Yevgeni Glukhov

Personal information
- Full name: Yevgeni Vladimirovich Glukhov
- Date of birth: 1 March 1976 (age 49)
- Height: 1.78 m (5 ft 10 in)
- Position: Midfielder

Youth career
- Geolog

Senior career*
- Years: Team / Apps / (Gls)
- 1992–1994: Stroitel Tyumen
- 1994–1995: Dynamo-Gazovik Tyumen / 0 / (0)
- 1995: → Dynamo-Gazovik-d Tyumen (loan) / 23 / (2)
- 1996–1998: Irtysh Tobolsk / 41 / (0)
- 1998: Tyumen / 13 / (1)
- 1999–2001: Baltika Kaliningrad / 33 / (2)
- 2001–2002: Tyumen / 21 / (7)
- 2003–2005: Tyumen (amateur)

= Yevgeni Glukhov (footballer, born 1976) =

Russian footballer

Yevgeni Vladimirovich Glukhov (Евгений Владимирович Глухов; born 1 March 1976) is a Russian former professional footballer who played as a midfielder.

==Playing career==
Glukhov progressed through the youth academy of Geolog in Tyumen. As a senior player, he began to play for amateur team Stroitel Tyumen, before moving to the reserve team of Dynamo-Gazovik Tyumen. From 1996 to 1998, he played in the second division for Irtysh Tobolsk.

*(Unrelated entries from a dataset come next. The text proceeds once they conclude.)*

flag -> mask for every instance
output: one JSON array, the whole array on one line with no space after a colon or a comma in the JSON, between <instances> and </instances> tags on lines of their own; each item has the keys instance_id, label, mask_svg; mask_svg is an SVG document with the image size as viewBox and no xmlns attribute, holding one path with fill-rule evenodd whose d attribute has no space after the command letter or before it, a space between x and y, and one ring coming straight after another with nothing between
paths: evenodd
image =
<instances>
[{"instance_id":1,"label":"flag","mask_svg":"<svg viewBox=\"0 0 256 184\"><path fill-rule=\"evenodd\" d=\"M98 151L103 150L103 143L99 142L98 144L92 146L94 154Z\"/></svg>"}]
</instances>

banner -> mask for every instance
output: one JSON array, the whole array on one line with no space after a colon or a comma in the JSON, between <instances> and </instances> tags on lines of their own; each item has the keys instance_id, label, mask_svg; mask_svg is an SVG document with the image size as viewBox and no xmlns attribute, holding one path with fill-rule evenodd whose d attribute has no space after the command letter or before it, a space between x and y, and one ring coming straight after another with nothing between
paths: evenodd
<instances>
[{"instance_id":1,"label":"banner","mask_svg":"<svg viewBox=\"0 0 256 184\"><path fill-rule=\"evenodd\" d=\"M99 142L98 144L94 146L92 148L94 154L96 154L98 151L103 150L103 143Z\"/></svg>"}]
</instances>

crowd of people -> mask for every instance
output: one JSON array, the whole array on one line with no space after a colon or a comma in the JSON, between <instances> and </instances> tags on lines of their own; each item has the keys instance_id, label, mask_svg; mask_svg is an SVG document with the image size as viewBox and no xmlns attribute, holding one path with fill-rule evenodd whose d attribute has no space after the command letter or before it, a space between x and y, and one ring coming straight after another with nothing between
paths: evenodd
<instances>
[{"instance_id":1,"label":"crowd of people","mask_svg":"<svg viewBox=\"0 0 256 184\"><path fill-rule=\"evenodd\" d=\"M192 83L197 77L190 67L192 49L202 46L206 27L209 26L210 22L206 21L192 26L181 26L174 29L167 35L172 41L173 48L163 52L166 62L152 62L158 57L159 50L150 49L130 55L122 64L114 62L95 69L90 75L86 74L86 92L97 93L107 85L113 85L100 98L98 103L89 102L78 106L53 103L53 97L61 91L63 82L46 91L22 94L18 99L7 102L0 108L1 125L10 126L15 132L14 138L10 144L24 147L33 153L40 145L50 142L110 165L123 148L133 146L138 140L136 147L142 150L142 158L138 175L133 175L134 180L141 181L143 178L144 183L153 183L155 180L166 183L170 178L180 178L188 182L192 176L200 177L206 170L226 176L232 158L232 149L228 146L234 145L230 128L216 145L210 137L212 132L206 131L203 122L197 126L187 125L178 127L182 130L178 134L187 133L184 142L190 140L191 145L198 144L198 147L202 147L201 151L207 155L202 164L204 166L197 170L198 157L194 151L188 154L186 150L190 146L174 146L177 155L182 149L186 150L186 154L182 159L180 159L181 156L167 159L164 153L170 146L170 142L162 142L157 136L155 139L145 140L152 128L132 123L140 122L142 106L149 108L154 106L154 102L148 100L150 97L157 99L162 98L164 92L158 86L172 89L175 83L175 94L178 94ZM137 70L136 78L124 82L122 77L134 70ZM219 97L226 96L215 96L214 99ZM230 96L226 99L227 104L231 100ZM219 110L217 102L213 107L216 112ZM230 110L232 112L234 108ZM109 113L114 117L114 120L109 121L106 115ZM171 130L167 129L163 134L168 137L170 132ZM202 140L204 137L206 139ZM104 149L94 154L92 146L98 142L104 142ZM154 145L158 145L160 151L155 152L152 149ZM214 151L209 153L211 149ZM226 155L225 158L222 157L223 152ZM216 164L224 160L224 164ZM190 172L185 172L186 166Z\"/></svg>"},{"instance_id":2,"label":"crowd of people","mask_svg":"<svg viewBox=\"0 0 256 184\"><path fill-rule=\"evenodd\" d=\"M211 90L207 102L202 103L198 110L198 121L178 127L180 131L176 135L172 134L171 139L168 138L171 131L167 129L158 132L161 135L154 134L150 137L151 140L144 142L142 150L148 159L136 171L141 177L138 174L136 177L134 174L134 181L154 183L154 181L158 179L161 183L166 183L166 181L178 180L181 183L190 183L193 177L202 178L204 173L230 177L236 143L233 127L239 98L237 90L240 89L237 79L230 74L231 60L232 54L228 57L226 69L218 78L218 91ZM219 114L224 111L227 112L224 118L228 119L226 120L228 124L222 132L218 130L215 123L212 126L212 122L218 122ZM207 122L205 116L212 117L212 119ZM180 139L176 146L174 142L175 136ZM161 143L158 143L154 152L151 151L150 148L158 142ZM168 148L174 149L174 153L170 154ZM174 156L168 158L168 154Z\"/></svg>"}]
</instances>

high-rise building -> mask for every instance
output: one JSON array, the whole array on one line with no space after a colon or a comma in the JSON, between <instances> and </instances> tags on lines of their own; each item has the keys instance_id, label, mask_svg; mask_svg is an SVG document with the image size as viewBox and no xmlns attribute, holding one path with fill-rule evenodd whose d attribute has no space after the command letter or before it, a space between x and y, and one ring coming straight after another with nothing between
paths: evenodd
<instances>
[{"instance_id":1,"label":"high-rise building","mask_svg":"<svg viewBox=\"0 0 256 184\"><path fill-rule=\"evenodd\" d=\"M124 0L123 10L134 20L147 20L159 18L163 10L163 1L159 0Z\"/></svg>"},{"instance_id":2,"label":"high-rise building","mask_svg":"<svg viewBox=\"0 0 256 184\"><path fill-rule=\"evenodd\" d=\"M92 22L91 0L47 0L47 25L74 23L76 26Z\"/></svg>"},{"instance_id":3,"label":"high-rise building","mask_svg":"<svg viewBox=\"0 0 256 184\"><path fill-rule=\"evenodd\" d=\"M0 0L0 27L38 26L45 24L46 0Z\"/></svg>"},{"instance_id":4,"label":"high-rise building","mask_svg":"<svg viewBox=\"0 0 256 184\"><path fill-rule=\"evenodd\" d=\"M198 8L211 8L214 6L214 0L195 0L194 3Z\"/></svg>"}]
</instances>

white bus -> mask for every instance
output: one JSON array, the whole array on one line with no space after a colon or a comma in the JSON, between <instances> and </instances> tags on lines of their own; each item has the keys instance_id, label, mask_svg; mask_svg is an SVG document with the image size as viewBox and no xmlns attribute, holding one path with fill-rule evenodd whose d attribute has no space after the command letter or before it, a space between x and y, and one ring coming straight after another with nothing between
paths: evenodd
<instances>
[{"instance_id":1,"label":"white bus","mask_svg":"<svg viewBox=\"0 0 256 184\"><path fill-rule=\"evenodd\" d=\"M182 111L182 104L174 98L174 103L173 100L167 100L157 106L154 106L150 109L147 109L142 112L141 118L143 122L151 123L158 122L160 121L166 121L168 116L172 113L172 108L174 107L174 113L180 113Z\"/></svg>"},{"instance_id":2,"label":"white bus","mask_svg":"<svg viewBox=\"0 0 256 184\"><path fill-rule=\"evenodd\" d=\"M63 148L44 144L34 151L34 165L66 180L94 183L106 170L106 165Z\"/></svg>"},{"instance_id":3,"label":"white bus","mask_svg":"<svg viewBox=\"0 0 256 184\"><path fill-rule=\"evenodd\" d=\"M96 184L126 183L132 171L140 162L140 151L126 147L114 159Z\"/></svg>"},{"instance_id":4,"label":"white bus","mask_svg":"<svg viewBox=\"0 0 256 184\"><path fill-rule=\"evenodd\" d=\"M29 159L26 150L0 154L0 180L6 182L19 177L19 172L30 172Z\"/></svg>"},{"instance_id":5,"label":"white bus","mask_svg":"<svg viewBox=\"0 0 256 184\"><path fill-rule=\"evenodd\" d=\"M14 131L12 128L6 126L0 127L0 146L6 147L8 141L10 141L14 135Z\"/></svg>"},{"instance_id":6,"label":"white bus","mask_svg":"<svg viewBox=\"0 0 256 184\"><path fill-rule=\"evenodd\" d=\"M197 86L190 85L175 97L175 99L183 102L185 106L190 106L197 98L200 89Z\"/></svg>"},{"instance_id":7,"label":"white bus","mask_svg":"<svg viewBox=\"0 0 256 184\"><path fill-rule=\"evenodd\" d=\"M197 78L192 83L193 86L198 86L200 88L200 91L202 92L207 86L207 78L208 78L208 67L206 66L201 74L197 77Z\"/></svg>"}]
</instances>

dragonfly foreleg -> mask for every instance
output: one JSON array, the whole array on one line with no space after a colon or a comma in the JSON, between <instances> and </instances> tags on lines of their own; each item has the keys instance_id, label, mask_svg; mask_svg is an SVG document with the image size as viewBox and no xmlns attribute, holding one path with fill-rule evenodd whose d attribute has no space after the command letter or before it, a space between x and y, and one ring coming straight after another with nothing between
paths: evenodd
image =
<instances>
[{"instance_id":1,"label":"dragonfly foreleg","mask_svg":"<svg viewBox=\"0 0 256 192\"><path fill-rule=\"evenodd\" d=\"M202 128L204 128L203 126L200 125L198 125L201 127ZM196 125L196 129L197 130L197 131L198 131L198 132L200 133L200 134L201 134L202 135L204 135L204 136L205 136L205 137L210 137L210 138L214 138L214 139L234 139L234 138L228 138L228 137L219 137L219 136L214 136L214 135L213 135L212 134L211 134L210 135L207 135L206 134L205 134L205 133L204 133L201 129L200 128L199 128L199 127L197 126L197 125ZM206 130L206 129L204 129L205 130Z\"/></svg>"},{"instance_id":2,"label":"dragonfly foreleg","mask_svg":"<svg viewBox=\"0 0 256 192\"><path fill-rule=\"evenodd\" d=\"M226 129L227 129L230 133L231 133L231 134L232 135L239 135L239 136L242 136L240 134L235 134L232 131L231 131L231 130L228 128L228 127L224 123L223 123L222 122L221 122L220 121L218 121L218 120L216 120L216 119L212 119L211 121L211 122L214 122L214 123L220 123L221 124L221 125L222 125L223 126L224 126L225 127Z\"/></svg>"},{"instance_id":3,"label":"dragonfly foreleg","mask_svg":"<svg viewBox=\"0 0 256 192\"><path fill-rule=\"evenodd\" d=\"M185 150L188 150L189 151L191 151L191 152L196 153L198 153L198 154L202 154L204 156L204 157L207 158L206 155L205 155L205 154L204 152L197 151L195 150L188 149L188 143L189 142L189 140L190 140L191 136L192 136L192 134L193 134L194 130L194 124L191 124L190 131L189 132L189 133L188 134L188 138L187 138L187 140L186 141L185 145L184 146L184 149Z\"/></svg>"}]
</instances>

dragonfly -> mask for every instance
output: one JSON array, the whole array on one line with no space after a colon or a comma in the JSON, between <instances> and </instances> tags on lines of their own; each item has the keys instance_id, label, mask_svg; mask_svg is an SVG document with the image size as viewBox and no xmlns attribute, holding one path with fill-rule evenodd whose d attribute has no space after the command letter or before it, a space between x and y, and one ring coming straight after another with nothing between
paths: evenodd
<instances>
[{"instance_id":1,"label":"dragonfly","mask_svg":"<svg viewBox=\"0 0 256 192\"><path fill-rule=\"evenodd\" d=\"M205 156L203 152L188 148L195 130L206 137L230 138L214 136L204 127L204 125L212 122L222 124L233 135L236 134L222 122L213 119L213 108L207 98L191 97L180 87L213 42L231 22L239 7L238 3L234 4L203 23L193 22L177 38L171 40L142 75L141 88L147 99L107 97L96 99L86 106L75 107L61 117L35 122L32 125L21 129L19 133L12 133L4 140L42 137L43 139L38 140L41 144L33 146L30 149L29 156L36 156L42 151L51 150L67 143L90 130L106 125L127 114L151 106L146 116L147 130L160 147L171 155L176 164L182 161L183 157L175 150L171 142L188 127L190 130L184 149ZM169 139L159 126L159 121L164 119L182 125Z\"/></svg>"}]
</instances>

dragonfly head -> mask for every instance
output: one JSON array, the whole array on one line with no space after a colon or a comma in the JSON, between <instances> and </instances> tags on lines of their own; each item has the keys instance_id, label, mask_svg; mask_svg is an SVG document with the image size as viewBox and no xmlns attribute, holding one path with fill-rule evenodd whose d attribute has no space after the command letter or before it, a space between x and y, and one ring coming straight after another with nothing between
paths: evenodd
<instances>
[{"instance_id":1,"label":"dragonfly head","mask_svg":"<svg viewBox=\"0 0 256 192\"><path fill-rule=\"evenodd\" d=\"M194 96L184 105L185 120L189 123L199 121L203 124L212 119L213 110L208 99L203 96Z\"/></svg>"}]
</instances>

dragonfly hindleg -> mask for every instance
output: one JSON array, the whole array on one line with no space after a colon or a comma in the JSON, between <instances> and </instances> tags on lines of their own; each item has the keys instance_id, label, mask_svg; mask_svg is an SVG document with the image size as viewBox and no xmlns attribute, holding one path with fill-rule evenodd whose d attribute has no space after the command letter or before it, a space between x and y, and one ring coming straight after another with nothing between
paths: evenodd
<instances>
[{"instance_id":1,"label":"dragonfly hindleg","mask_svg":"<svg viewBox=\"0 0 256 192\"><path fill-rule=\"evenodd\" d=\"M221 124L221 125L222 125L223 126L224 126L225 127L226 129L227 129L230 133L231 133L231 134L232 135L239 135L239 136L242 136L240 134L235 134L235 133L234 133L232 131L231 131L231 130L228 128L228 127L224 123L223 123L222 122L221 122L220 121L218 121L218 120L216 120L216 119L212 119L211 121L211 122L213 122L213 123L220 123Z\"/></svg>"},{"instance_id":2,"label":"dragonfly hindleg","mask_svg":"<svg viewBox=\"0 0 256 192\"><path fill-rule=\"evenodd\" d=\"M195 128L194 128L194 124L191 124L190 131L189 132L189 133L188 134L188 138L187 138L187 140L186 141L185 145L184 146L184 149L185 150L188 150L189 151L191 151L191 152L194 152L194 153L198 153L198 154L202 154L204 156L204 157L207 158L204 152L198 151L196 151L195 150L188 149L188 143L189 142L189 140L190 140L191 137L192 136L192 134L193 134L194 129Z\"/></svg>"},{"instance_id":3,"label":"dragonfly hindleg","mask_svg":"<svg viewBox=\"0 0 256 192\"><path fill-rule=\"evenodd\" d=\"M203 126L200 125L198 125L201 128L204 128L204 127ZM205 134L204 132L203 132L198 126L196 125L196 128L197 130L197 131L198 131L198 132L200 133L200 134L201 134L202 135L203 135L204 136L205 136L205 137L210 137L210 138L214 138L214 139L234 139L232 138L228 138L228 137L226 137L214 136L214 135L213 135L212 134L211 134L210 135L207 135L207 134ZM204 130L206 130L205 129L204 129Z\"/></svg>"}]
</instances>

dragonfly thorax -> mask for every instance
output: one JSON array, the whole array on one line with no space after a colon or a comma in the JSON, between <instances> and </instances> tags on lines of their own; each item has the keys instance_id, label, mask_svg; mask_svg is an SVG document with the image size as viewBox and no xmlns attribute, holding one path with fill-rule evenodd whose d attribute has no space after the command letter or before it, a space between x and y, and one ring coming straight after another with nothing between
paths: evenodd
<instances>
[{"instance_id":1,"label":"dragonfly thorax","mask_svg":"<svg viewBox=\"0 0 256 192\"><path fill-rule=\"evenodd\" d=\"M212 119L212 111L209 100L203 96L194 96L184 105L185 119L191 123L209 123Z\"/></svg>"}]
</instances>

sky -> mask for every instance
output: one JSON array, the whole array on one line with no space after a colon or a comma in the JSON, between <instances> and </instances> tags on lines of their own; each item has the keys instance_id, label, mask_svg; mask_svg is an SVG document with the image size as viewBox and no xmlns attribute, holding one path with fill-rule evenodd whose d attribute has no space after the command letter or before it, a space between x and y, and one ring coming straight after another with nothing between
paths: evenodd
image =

In the summer transfer window of 1998, he returned to Tyumen – formerly Geolog – as the club was experiencing financial problems and was an outsider of the top division. He made his league debut on 15 July 1998 against Lokomotiv Moscow, and scored his first goal on 22 August against Baltika Kaliningrad. In his first six months, he made 13 matches in the top flight and scored one goal.

From 1999 to 2001, he played in the top division for Baltika, but failed to become a starter, playing 33 matches in two-and-a-half seasons. In the summer of 2001, he returned to Tyumen, where he spent a season and a half in the second division, then played for three years at the amateur level.

==Managerial career==
In 2011, Glukhov was appointed coach of Tyumen's youth team. In 2013–14, he worked as an executive at futsal club "Tyumen", where he in 2014 became team leader.

==Personal life==
His son Yegor Glukhov (born 1998) is also a professional footballer.